The second part is an agreement to cooperate on oil and natural gas. However, at this point, details on the agreement are still rather vague. A think tank – Stratfor – analysis said: “An interest in avoiding domestic pushback is probably why the newly signed energy deal appears to have been left vague. Reports in early November suggested that two joint energy explorations were in the works would not include the disputed Reed Bank in the South China Sea. When it comes to contentious areas, the two countries will proceed with caution, while the Philippine government will likely still need to survive a Supreme Court challenge – particularly on energy cooperation – to proceed. Even as their cooperation increases, domestic opposition to that cooperation will still have a role to play.”
In the meantime, the leading investors in the Philippines are its traditional allies – Japan and the United States. Prime Minister Abe has committed to an $8.8 billion investment and aid program during his 2017 visit. The much talked about Japanese funded Metro Manila subway project is set for ground breaking ceremonies this December. This multibillion dollar project is expected to finally end the traffic nightmare in this metropolitan region. The Japanese government is reportedly considering additional infrastructure investment projects in the Philippines.
China and Japan are apparently competing to provide infrastructure investments to ASEAN countries. Chinese investments have become controversial. Newly elected Malaysian Prime Minister Mahathir has cancelled billions of dollars of China-financed projects. He said: “It’s about pouring in too much money, which we cannot afford, cannot repay, and also because we don’t need those projects for Malaysia at the moment.” He issued a warning about bankruptcy and Malaysia’s ballooning national debt.
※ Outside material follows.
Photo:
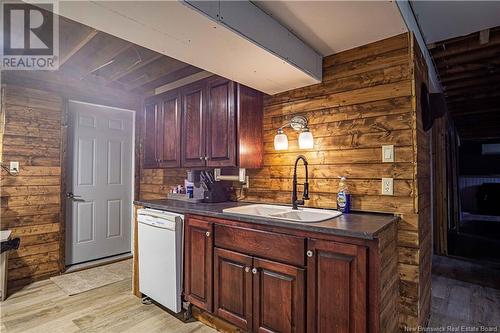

The termination of the Chinese projects in Malaysia is considered a big defeat for the Belt and Road initiative of China. However, Mahathir was recently quoted as stating that Malaysia would have to pay “substantial penalties” for cancellation of the Chinese projects.
Michael Kang Hua Keong, Malaysia SME Association president, said: “The special thing about Chinese investments is that they control and own the entire value chain. In other words, Chinese investors bring in their own employees and create no new jobs in Malaysia.”
Japan aid and infrastructure investments have been able to avoid any controversies. In fact, Japanese projects are known to hire and train a lot of local workers unlike Chinese investors.
The results of the US midterm elections is expected to add further pressure on Xi Jinping to seek other alliances and newer markets for Chinese exports. This is the Stratfor analysis of the effect of the midterm elections on American policy towards China:
“ Trump’s broad assault on China has largely garnered bipartisan support, as evidenced by Congress’ approach to subjecting Chinese trade and investment in the United States, particularly in sensitive sectors like technology, under more oversight and restrictions. Now that some political pressure on Trump has eased with the conclusion of the midterms, and trade negotiations face more obstacles ahead, China will be bracing itself for more tariffs.”
As the Philippines reviews its Constitution and its policy toward international trade and investments, we must re-examine the mantra that free trade is automatically beneficial for every nation. Mahathir once criticized his political opponent saying: “The government of Najib Razak gives away land to the foreigners, who build luxury homes, which locals cannot afford.” He also warned against a “new version of colonialism” happening because poor countries are unable to compete with rich countries just in terms of free trade. It must always be “fair trade.”
Mahathir’s warning is important when countries like Malaysia and the Philippines deal with superpowers like China and the United States.